Establishing a drug-screening platform is critical for the discovery of potential antiviral agents against SARS-CoV-2. In this study, we developed a platform based on human induced pluripotent stem cell-derived cardiomyocytes (iPSC-CMs) to investigate SARS-CoV-2 infectivity, with the aim of evaluating potential antiviral agents for anti-SARS-CoV-2 activity and cardiotoxicity. Cultured myocytes of iPSC-CMs and immortalized human cardiomyocyte cell line (AC-16) were primarily characterized for the expression of cardiac markers and host receptors of SARS-CoV-2. An infectivity model for the wild-type SARS-CoV-2 strain was then established. Infection modeling involved inoculating cells with SARS-CoV-2 at varying multiplicities of infection (MOIs) and then quantifying infection using immunofluorescence and plaque assays. Only iPSC-CMs, not AC16 cells, expressed angiotensin-converting enzyme 2 (ACE-2), and quantitative assays confirmed the dose-dependent infection of iPSC-CMs by SARS-CoV-2, unlike the uninfectable AC16 cells lacking the expression of ACE2. Cytotoxicity was evaluated using MTT assays across a concentration range. An assessment of the plant-derived compound panduratin A (panA) showed cytotoxicity at higher doses (50% cytotoxic concentration (CC50) 10.09 μM) but promising antiviral activity against SARS-CoV-2 (50% inhibition concentration (IC50) 0.8-1.6 μM), suppressing infection at concentrations 10 times lower than its CC50. Plaque assays also showed decreased viral production following panA treatment. Overall, by modeling cardiac-specific infectivity, this iPSC-cardiomyocyte platform enables the reliable quantitative screening of compound cytotoxicity alongside antiviral efficacy. By combining disease pathogenesis and pharmacology, this system can facilitate the evaluation of potential novel therapeutics, such as panA, for drug discovery applications.

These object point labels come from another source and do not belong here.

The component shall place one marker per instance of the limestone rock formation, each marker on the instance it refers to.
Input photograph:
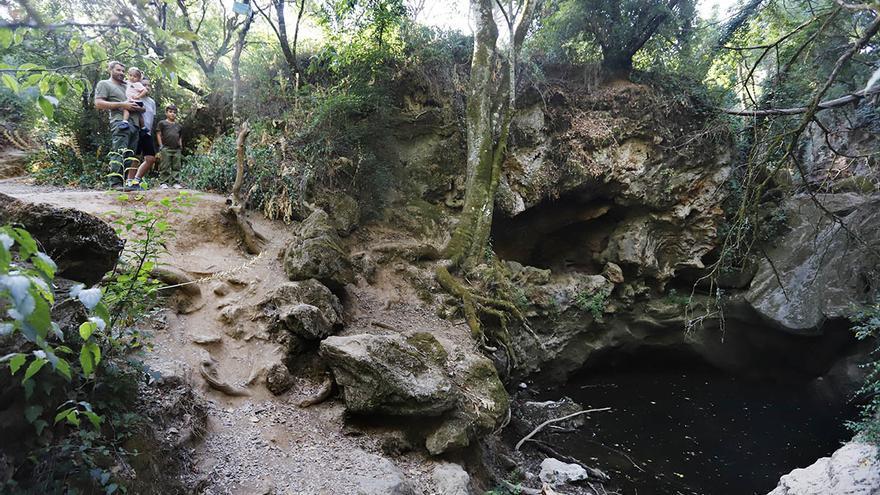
(344, 211)
(317, 252)
(622, 175)
(413, 375)
(388, 374)
(819, 269)
(83, 246)
(853, 469)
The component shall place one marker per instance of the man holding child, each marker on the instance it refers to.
(110, 95)
(131, 112)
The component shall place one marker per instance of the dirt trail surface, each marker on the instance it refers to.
(260, 443)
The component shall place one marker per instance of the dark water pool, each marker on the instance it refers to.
(698, 431)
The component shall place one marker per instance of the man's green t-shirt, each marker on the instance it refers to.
(114, 93)
(170, 133)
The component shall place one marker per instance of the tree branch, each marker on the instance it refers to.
(825, 105)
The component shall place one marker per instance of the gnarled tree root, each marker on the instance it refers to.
(252, 240)
(323, 393)
(209, 373)
(475, 304)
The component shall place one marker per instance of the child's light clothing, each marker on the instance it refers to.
(133, 90)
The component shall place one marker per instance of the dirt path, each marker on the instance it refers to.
(261, 444)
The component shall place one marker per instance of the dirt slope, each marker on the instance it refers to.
(260, 443)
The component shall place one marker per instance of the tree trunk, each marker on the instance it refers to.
(489, 111)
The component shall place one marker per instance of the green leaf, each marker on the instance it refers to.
(73, 417)
(34, 368)
(61, 88)
(40, 425)
(27, 246)
(86, 329)
(28, 388)
(45, 105)
(86, 361)
(41, 318)
(103, 313)
(93, 418)
(96, 352)
(31, 413)
(63, 367)
(10, 82)
(5, 38)
(16, 362)
(61, 415)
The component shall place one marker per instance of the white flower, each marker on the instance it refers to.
(90, 297)
(75, 288)
(46, 259)
(6, 241)
(98, 322)
(26, 306)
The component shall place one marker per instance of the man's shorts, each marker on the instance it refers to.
(146, 146)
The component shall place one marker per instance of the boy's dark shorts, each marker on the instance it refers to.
(146, 146)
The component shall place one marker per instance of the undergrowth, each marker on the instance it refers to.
(867, 327)
(75, 380)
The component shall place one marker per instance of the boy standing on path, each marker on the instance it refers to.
(170, 145)
(110, 96)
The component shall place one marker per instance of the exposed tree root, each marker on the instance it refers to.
(209, 373)
(475, 305)
(252, 240)
(321, 395)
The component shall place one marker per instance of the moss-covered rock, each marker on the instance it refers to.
(317, 252)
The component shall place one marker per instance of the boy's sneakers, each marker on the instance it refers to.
(133, 185)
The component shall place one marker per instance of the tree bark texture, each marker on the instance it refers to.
(488, 112)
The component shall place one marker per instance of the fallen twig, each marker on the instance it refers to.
(551, 421)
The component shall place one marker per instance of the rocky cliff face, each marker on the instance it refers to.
(617, 190)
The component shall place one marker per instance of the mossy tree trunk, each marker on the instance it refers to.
(490, 107)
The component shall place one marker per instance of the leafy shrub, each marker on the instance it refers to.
(80, 383)
(867, 326)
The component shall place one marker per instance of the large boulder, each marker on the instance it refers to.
(413, 375)
(820, 269)
(83, 246)
(390, 374)
(853, 469)
(306, 309)
(317, 252)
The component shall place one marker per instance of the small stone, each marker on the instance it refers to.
(220, 289)
(206, 339)
(556, 472)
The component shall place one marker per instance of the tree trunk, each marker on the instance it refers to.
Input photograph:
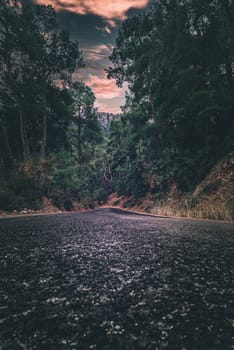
(79, 139)
(8, 160)
(44, 136)
(23, 136)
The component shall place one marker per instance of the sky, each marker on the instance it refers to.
(95, 23)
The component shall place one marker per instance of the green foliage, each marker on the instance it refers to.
(178, 119)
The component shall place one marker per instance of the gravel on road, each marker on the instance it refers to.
(114, 280)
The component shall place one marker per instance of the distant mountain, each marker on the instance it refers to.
(105, 120)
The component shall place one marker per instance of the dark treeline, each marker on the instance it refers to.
(178, 121)
(178, 61)
(48, 124)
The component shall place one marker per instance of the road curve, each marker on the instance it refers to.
(113, 280)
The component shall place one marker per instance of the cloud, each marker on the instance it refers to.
(109, 10)
(104, 88)
(97, 52)
(105, 30)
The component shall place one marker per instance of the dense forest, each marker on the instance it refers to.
(177, 123)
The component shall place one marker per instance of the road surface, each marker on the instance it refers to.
(113, 280)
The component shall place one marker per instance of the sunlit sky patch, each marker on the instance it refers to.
(94, 23)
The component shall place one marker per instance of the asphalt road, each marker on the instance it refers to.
(113, 280)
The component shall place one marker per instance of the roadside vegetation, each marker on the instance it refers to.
(171, 150)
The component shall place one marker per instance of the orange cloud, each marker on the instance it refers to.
(104, 88)
(97, 52)
(109, 10)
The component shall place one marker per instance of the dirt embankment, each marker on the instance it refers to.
(213, 198)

Purwono, Priyo Budi, Vimvara Vacharathit, Suwimon Manopwisedjaroen, Natali Ludowyke, Ampa Suksatu, and Arunee Thitithanyanont. 2024. “Infection Kinetics, Syncytia Formation, and Inflammatory Biomarkers As Predictive Indicators for the Pathogenicity of SARS-CoV-2 Variants of Concern in Calu-3 Cells”. PLOS ONE 19 (4): 1-24. https://doi.org/10.1371/journal.pone.0301330.
The ongoing COVID-19 pandemic has led to the emergence of new SARS-CoV-2 variants as a result of continued host-virus interaction and viral genome mutations. These variants have been associated with varying levels of transmissibility and disease severity. We investigated the phenotypic profiles of six SARS-CoV-2 variants (WT, D614G, Alpha, Beta, Delta, and Omicron) in Calu-3 cells, a human lung epithelial cell line. In our model demonstrated that all variants, except for Omicron, had higher efficiency in virus entry compared to the wild-type. The Delta variant had the greatest phenotypic advantage in terms of early infection kinetics and marked syncytia formation, which could facilitate cell-to-cell spreading, while the Omicron variant displayed slower replication and fewer syncytia formation. We also identified the Delta variant as the strongest inducer of inflammatory biomarkers, including pro-inflammatory cytokines/chemokines (IP-10/CXCL10, TNF-α, and IL-6), anti-inflammatory cytokine (IL-1RA), and growth factors (FGF-2 and VEGF-A), while these inflammatory mediators were not significantly elevated with Omicron infection. These findings are consistent with the observations that there was a generally more pronounced inflammatory response and angiogenesis activity within the lungs of COVID-19 patients as well as more severe symptoms and higher mortality rate during the Delta wave, as compared to less severe symptoms and lower mortality observed during the current Omicron wave in Thailand. Our findings suggest that early infectivity kinetics, enhanced syncytia formation, and specific inflammatory mediator production may serve as predictive indicators for the virulence potential of future SARS-CoV-2 variants.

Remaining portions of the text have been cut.